Secretary of State Antony Blinken’s call for other countries to join the U.S. in pushing to give Taiwan a greater role at the United Nations marked an upgrade in Washington’s policy, the Global Times newspaper said in an editorial Wednesday.
In the face of such developments, China will not “step back an inch” on the Taiwan issue, the Chinese-language edition of the nationalistic tabloid said, warning that the U.S.’s call wouldn’t be heeded by most UN members.
Blinken “believes that the ‘values diplomacy’ of the United States is omnipotent,” said the editorial. “He has overestimated the coercive energy of American soft power.”
The government in Beijing, which considers Taiwan part of its territory, has blocked Taiwan’s participation in UN agencies such as the World Health Organization since Taiwanese President Tsai Ing-wen was elected in 2016 and refused to accept that Taiwan is part of “one China.”
President Xi Jinping took a veiled swipe at Washington’s efforts to help Taiwan play a bigger role in international forums on Monday, saying China “resolutely opposed hegemonism and power politics” in a speech marking Beijing’s 50th anniversary as a UN member. China’s inclusion in the organization in 1971 came at the expense of Taipei, which was expelled.
“Taiwan’s exclusion undermines the important work of the UN and its related bodies, all of which stand to benefit greatly from its contributions,” Blinken said in a statement Tuesday. “The fact that Taiwan participated robustly in certain UN specialized agencies for the vast majority of the past 50 years is evidence of the value the international community places in Taiwan’s contributions.”
Blinken’s comments come after President Joe Biden said last week the U.S. was committed to defending Taiwan from a Chinese attack, in some of his strongest comments yet as the administration faces calls to clarify its stance on the democratically ruled island. A White House spokesperson later clarified that Biden wasn’t announcing a change in U.S. policy toward Taiwan, which calls for supporting the democracy’s self-defense and opposing unilateral changes in the status quo.
The Biden administration has struggled to balance the demands of those seeking greater support for Taiwan and others worried about a potential military confrontation with nuclear-armed China. After Biden in August equated the U.S.’s security commitment to Taiwan with its formal alliances with nations such as Japan and South Korea, the administration also clarified that its position was unchanged.

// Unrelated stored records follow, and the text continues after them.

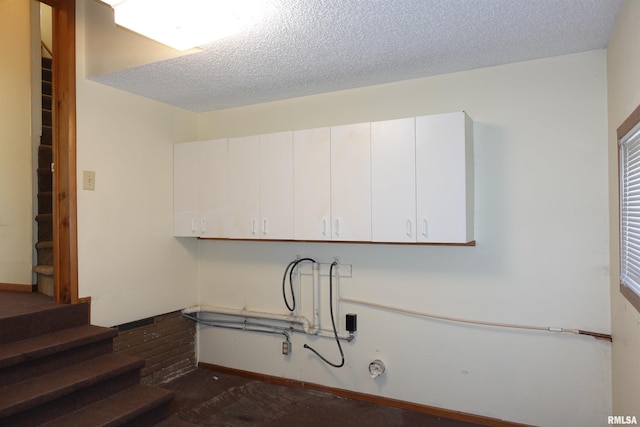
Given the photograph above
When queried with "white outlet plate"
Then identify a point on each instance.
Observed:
(344, 270)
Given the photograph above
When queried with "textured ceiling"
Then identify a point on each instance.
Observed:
(304, 47)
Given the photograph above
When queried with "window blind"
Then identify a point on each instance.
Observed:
(630, 210)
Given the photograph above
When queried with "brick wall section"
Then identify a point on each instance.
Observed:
(166, 342)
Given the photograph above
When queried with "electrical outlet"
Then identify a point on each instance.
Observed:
(286, 347)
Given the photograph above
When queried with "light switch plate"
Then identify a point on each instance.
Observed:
(89, 180)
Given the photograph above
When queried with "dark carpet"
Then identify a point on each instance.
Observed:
(210, 398)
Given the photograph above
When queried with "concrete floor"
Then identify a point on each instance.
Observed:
(210, 398)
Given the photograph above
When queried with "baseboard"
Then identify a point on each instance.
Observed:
(425, 409)
(16, 288)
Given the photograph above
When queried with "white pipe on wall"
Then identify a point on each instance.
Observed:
(301, 320)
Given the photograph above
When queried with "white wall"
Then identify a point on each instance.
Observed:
(16, 212)
(129, 262)
(541, 256)
(623, 68)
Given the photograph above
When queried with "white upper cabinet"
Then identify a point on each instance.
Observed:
(186, 190)
(397, 181)
(393, 181)
(312, 184)
(214, 188)
(276, 186)
(244, 188)
(444, 167)
(351, 182)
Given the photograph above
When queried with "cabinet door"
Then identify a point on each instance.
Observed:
(444, 167)
(186, 190)
(351, 182)
(244, 188)
(214, 188)
(276, 186)
(393, 181)
(312, 184)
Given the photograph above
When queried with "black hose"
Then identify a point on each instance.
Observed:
(333, 323)
(290, 268)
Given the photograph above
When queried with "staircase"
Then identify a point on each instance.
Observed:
(57, 370)
(44, 217)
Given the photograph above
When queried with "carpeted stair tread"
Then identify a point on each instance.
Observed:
(43, 269)
(28, 394)
(37, 316)
(45, 345)
(174, 421)
(116, 409)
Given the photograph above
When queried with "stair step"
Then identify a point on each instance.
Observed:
(45, 202)
(68, 389)
(176, 422)
(29, 319)
(21, 360)
(45, 245)
(45, 226)
(47, 75)
(47, 136)
(47, 88)
(45, 156)
(47, 117)
(46, 270)
(47, 102)
(124, 407)
(46, 63)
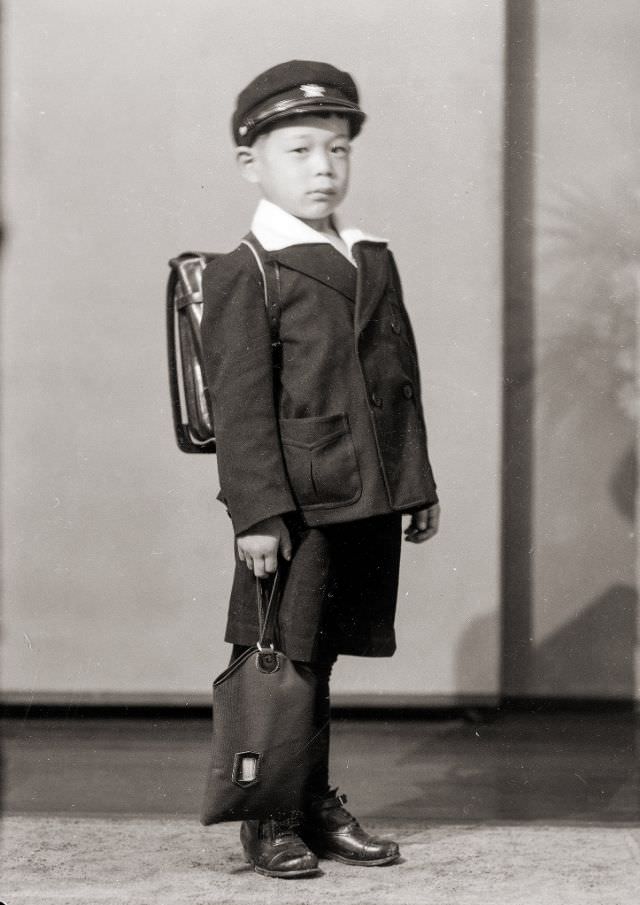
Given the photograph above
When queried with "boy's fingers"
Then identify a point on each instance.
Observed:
(420, 520)
(259, 567)
(285, 542)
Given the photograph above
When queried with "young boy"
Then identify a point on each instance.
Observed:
(318, 470)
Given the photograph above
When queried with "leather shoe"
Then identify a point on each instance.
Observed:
(274, 848)
(332, 832)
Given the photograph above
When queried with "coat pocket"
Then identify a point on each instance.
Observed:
(321, 461)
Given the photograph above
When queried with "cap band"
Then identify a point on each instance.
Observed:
(292, 105)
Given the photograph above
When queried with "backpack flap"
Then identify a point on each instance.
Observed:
(191, 407)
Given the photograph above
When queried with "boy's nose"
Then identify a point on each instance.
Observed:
(323, 164)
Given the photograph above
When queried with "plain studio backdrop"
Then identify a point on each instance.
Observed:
(117, 155)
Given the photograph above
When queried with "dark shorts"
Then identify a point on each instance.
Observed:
(339, 594)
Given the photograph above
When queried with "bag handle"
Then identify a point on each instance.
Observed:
(267, 610)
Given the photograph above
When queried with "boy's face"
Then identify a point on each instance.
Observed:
(301, 165)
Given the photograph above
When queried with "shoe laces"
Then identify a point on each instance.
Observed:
(334, 802)
(285, 827)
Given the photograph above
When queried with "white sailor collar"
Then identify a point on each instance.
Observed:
(275, 229)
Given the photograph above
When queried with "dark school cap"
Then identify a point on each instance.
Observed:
(288, 89)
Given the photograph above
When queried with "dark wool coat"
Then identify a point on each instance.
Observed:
(348, 440)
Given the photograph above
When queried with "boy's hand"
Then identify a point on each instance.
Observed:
(258, 546)
(423, 525)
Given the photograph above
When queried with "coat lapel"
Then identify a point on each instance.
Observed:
(321, 262)
(373, 271)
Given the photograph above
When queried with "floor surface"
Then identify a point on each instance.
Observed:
(519, 767)
(529, 809)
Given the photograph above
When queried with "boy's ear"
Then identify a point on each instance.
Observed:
(246, 159)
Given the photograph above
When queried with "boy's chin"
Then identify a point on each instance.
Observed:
(317, 210)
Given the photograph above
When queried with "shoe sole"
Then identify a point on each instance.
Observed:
(285, 874)
(378, 862)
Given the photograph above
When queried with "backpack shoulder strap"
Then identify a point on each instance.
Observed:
(270, 271)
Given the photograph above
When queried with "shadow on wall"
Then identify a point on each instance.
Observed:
(584, 442)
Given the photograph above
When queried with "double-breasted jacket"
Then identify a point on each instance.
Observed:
(342, 435)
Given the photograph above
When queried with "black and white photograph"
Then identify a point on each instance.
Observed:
(319, 409)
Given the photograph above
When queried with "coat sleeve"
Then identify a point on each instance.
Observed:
(238, 369)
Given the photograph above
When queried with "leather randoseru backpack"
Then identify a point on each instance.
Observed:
(190, 402)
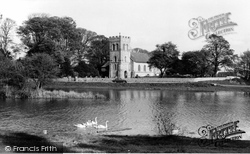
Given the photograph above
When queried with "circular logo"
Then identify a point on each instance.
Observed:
(8, 148)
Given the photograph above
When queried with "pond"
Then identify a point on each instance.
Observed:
(145, 112)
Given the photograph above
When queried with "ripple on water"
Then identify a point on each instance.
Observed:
(145, 111)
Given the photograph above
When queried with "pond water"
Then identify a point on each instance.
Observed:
(145, 112)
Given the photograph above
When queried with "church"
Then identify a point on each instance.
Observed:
(125, 62)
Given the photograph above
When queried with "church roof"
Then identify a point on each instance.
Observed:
(139, 57)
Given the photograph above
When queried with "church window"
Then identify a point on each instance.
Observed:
(117, 47)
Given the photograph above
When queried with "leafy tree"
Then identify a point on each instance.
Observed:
(98, 53)
(163, 57)
(195, 63)
(82, 45)
(219, 52)
(66, 68)
(41, 68)
(12, 73)
(7, 29)
(52, 35)
(84, 70)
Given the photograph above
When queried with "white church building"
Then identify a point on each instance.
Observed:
(126, 63)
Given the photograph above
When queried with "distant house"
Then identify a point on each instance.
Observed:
(125, 62)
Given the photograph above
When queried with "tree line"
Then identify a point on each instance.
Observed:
(56, 47)
(214, 55)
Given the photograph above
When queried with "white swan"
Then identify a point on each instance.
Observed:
(94, 123)
(102, 126)
(81, 125)
(175, 131)
(89, 123)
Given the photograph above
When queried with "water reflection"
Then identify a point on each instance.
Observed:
(145, 111)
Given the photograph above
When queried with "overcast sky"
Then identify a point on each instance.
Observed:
(147, 22)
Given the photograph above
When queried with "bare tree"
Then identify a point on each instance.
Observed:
(7, 30)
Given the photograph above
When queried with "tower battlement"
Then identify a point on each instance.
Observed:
(112, 38)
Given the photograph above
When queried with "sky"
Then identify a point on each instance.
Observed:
(147, 22)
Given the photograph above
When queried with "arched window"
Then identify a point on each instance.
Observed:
(117, 46)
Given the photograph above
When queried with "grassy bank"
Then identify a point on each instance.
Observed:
(9, 92)
(89, 143)
(194, 86)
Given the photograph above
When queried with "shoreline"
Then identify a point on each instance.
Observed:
(110, 143)
(188, 86)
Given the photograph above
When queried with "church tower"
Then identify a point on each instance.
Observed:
(119, 49)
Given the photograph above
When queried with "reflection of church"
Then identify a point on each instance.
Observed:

Despite the “tens of millions of passengers traveling annually through its airports,” Taiwan wasn’t represented at the International Civil Aviation Organization assembly, Blinken said. The same goes for the World Health Assembly, he said, where Taiwan is now absent “although we have much to learn from Taiwan’s world-class response to the COVID-19 pandemic.”
During a defense conference held Monday and Tuesday, Xi called for the establishment of a modern management system for weapons and equipment, while creating a “new situation” for their construction, according to the official Xinhua News Agency. He also praised the country’s rapid development of its weapons industry, saying China “made historic achievements in order to enhance the country’s strategic capabilities.”
(Updates with quotes from the editorial in paragraph 4 and Xi in paragraphs six and seven.)